The Global Interregnum and NATO Research During Changing Times

Dr. Cornelia Baciu

(c) dpa Picture-Alliance/Beata Zawrzel

Global transformation processes, the crisis of multilateralism as well as the decline of democratic values yield new reflections on the strategic orientations of central security institutions like NATO. The principles of collective security and collective defense represent essential components of the postwar international order. Both are based on joint action, including the use of military means in the event of breaches of the peace or aggression.

Research on NATO from the postwar period to the end of the Cold War has many parallels with contemporary scholarly debates. For example, we find papers on NATO themes in early issues of the American Academy of Political and Social Sciences from 1953 (issue 288) as well as 1964 (issue 351) that are still relevant today. These examine persistent command&control controversies in the nuclear arena in the context of a multilateral NATO, great power China and the Formosa (Taiwan) issue, as well as the potential for conflict against the backdrop of a world with an ever-increasing number of political actors.   

Ontological questions about NATO were explored by the US Secretary of State Henry Kissinger in the late 1960s ('NATO: Evolution or Decline,' 1966, The Texas Quartely 9: 3). Against the backdrop of the détente policy toward the Soviet Union and following France's withdrawal from the integrated military structure in 1967, NATO research in the late 1970s and early 1980s was intensely concerned with the future substantive orientation of the organization.

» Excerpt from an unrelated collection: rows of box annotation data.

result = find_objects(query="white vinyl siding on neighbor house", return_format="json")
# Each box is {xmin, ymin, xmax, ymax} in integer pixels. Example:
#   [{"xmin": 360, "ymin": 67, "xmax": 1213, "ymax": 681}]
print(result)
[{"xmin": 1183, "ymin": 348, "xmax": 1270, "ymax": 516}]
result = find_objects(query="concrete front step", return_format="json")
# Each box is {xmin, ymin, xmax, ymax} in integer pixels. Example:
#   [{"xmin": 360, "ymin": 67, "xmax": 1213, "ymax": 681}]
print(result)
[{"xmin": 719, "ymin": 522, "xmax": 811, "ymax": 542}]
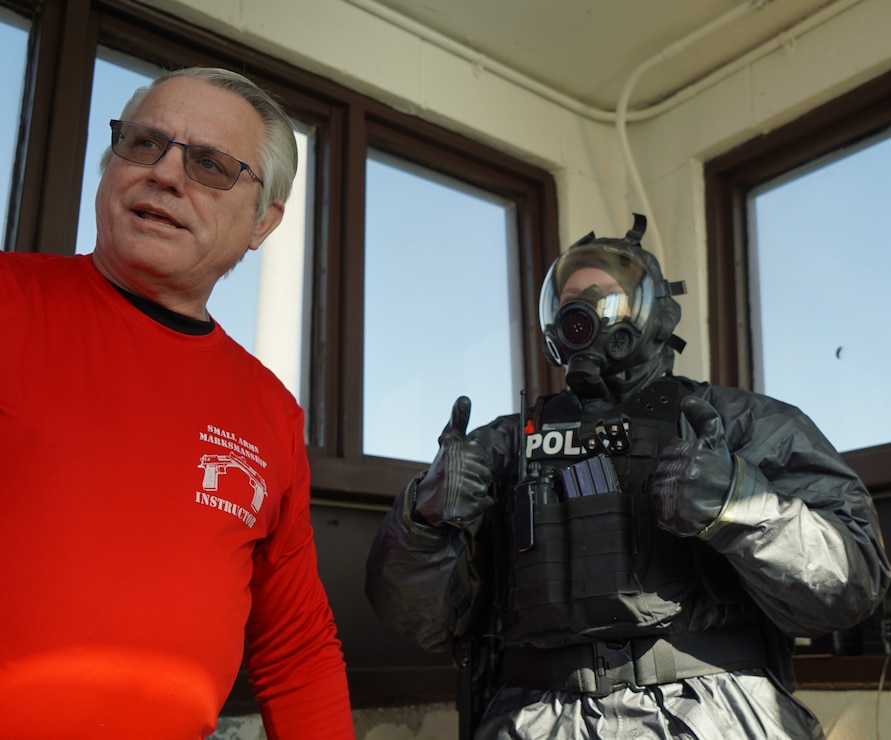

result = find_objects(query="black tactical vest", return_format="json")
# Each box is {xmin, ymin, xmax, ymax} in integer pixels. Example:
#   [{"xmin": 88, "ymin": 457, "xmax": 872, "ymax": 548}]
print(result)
[{"xmin": 500, "ymin": 377, "xmax": 736, "ymax": 647}]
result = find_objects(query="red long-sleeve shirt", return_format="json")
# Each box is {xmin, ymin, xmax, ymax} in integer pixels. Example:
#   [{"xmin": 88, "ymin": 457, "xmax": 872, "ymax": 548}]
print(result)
[{"xmin": 0, "ymin": 253, "xmax": 353, "ymax": 740}]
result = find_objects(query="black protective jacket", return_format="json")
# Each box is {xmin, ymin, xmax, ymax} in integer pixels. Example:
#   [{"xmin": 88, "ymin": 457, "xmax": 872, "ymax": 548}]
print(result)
[{"xmin": 366, "ymin": 381, "xmax": 889, "ymax": 740}]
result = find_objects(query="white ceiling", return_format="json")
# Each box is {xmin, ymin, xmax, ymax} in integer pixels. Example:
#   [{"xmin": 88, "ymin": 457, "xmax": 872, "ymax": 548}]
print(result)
[{"xmin": 360, "ymin": 0, "xmax": 844, "ymax": 111}]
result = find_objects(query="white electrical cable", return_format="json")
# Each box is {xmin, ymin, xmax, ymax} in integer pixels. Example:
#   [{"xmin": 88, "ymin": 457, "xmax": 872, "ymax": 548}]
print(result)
[{"xmin": 346, "ymin": 0, "xmax": 863, "ymax": 262}]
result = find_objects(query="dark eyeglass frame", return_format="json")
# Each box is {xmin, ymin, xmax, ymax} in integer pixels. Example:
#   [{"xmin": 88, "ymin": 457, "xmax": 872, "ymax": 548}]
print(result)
[{"xmin": 108, "ymin": 118, "xmax": 263, "ymax": 190}]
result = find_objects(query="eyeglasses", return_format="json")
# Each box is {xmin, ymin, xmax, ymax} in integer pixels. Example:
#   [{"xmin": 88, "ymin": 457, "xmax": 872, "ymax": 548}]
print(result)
[{"xmin": 109, "ymin": 119, "xmax": 263, "ymax": 190}]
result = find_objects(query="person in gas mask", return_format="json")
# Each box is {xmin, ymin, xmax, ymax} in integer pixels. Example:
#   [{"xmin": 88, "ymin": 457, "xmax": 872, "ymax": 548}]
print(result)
[{"xmin": 366, "ymin": 211, "xmax": 889, "ymax": 740}]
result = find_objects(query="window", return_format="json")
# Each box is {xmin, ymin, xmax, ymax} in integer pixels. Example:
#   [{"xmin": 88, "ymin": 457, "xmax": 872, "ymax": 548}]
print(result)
[
  {"xmin": 363, "ymin": 151, "xmax": 523, "ymax": 463},
  {"xmin": 747, "ymin": 132, "xmax": 891, "ymax": 452},
  {"xmin": 705, "ymin": 74, "xmax": 891, "ymax": 689}
]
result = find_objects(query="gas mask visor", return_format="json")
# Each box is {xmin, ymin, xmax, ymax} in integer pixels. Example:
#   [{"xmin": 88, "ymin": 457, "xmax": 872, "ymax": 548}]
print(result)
[{"xmin": 539, "ymin": 242, "xmax": 655, "ymax": 376}]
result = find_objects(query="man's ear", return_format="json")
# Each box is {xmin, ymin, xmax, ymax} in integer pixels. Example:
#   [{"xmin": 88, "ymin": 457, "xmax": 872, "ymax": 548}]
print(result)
[{"xmin": 248, "ymin": 198, "xmax": 285, "ymax": 249}]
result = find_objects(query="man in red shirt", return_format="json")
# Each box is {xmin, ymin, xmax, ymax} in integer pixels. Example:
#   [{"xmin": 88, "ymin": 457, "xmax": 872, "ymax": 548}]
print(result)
[{"xmin": 0, "ymin": 68, "xmax": 354, "ymax": 740}]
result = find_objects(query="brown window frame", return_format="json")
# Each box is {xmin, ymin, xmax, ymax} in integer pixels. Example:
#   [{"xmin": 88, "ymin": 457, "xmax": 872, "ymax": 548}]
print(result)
[{"xmin": 704, "ymin": 66, "xmax": 891, "ymax": 689}]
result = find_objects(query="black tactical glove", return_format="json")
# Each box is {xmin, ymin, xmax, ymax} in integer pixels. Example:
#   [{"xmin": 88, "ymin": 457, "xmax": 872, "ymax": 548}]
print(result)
[
  {"xmin": 414, "ymin": 396, "xmax": 493, "ymax": 529},
  {"xmin": 653, "ymin": 396, "xmax": 734, "ymax": 537}
]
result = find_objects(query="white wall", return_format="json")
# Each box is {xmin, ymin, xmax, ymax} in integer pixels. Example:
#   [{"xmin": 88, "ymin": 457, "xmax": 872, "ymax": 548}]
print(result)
[
  {"xmin": 151, "ymin": 0, "xmax": 891, "ymax": 388},
  {"xmin": 139, "ymin": 0, "xmax": 891, "ymax": 740}
]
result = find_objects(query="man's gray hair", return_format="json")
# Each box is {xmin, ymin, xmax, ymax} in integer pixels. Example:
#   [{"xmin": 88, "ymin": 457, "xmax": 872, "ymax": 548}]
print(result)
[{"xmin": 100, "ymin": 67, "xmax": 297, "ymax": 220}]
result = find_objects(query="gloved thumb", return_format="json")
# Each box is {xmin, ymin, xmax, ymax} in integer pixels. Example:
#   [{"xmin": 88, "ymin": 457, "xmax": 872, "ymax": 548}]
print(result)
[
  {"xmin": 681, "ymin": 396, "xmax": 727, "ymax": 450},
  {"xmin": 439, "ymin": 396, "xmax": 470, "ymax": 444}
]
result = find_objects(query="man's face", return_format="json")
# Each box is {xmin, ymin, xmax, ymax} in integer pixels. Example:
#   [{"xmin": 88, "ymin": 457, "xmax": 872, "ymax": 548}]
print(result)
[
  {"xmin": 93, "ymin": 77, "xmax": 283, "ymax": 318},
  {"xmin": 560, "ymin": 267, "xmax": 625, "ymax": 306}
]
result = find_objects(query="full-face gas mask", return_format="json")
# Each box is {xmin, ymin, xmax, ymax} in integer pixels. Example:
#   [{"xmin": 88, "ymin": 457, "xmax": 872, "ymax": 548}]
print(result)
[{"xmin": 539, "ymin": 214, "xmax": 686, "ymax": 398}]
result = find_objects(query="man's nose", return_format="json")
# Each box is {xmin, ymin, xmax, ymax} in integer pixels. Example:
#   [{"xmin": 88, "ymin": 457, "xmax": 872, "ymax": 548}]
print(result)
[{"xmin": 152, "ymin": 142, "xmax": 186, "ymax": 184}]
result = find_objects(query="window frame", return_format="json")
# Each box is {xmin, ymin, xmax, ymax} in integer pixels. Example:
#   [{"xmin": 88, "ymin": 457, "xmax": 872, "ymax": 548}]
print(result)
[{"xmin": 704, "ymin": 66, "xmax": 891, "ymax": 690}]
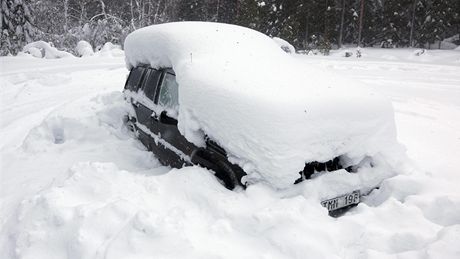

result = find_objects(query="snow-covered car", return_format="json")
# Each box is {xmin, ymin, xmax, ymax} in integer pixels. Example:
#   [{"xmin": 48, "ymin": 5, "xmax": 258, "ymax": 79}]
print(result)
[{"xmin": 124, "ymin": 22, "xmax": 399, "ymax": 215}]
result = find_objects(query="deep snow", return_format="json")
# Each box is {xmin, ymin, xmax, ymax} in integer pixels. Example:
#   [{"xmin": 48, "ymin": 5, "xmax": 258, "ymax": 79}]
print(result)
[{"xmin": 0, "ymin": 49, "xmax": 460, "ymax": 258}]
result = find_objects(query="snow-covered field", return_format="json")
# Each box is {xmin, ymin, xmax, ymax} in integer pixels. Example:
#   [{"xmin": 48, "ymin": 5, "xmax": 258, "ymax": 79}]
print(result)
[{"xmin": 0, "ymin": 49, "xmax": 460, "ymax": 259}]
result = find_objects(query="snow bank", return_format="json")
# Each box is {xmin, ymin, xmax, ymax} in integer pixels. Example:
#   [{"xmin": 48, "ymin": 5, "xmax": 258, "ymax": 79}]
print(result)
[
  {"xmin": 273, "ymin": 37, "xmax": 295, "ymax": 54},
  {"xmin": 125, "ymin": 22, "xmax": 396, "ymax": 188},
  {"xmin": 97, "ymin": 42, "xmax": 124, "ymax": 57},
  {"xmin": 23, "ymin": 41, "xmax": 73, "ymax": 59},
  {"xmin": 75, "ymin": 40, "xmax": 94, "ymax": 57}
]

The NATO research during the 1980s was again oriented toward controversial issues such as the management of the nuclear dilemma, the Spanish referendum, or "moral issues" (Abshire 1984), as well as deterrence and crisis management in the context of the impending dissolution of the Soviet Union. Europeanization processes, burden-sharing, complementarity, and 'free-riding' (see the essay by Murdoch and Sandler in the Journal of Public Economics, 1984) were also part of academic debates about NATO. This is despite the fact that in the period from the late 1970s to the mid-1980s, European NATO allies spent on average 3.7 percent of GDP on defense, significantly more in percentage terms than today.

The balance-of-power theory of international relations predicted the end of NATO after the end of the Cold War. In his famous 1996 essay in International Organization, Robert McCalla explained the alliance's endurance through the expansion of its goals – such as the introduction of cooperative security and crisis management as central tasks alongside collective defense – but also through the organization's growth. Other approaches explain NATO's continuity by the emergence of a community based on shared norms that went beyond a purely military alliance.

Many areas of NATO research prior to 1989 remained relevant even after the turn of the millennium. Specifically, NATO research in the new millennium dealt with the missions in the Bosnian War, Kosovo, or Afghanistan, as well as with NATO's role in the defense of Europe. In this context, the focus shifted above all to the overlap between the areas of responsibility of the European Common Security and Defense Policy and NATO. New topics, such as out-of-area missions, questions of identity, or feminist approaches also shaped the post-2000 research landscape on NATO. Intensive research is also being conducted on significant policy decisions in modern history, based on recently declassified documents, in order to gain a better understanding of historical events.  

Entangled in a global interregnum in which old certainties suddenly dissolve and new uncertainties determine everyday political life, the task of peace research today is to answer the following questions: How can security institutions such as NATO promote greater political cohesion in the face of growing challenges? Under what conditions is global cooperation possible today? How can conflicts be resolved sustainably and more peace and security be achieved for citizens? These questions will continue to shape the NATO research agenda in the future. The NATO withdrawal from Afghanistan will drive new research on sustainable conflict resolution. What remains insufficiently explored are the implications of the crisis of multilateralism and the increasing contestation of previously shared norms and values, including within the alliance.

The question of the foundations for crisis prevention and lasting peace has permanently been part of scientific debates throughout the ages. In an increasingly turbulent world, the contribution of peace research institutes is the interdisciplinary contouring of new research agendas and the development of new epistemological approaches and methods for peace research.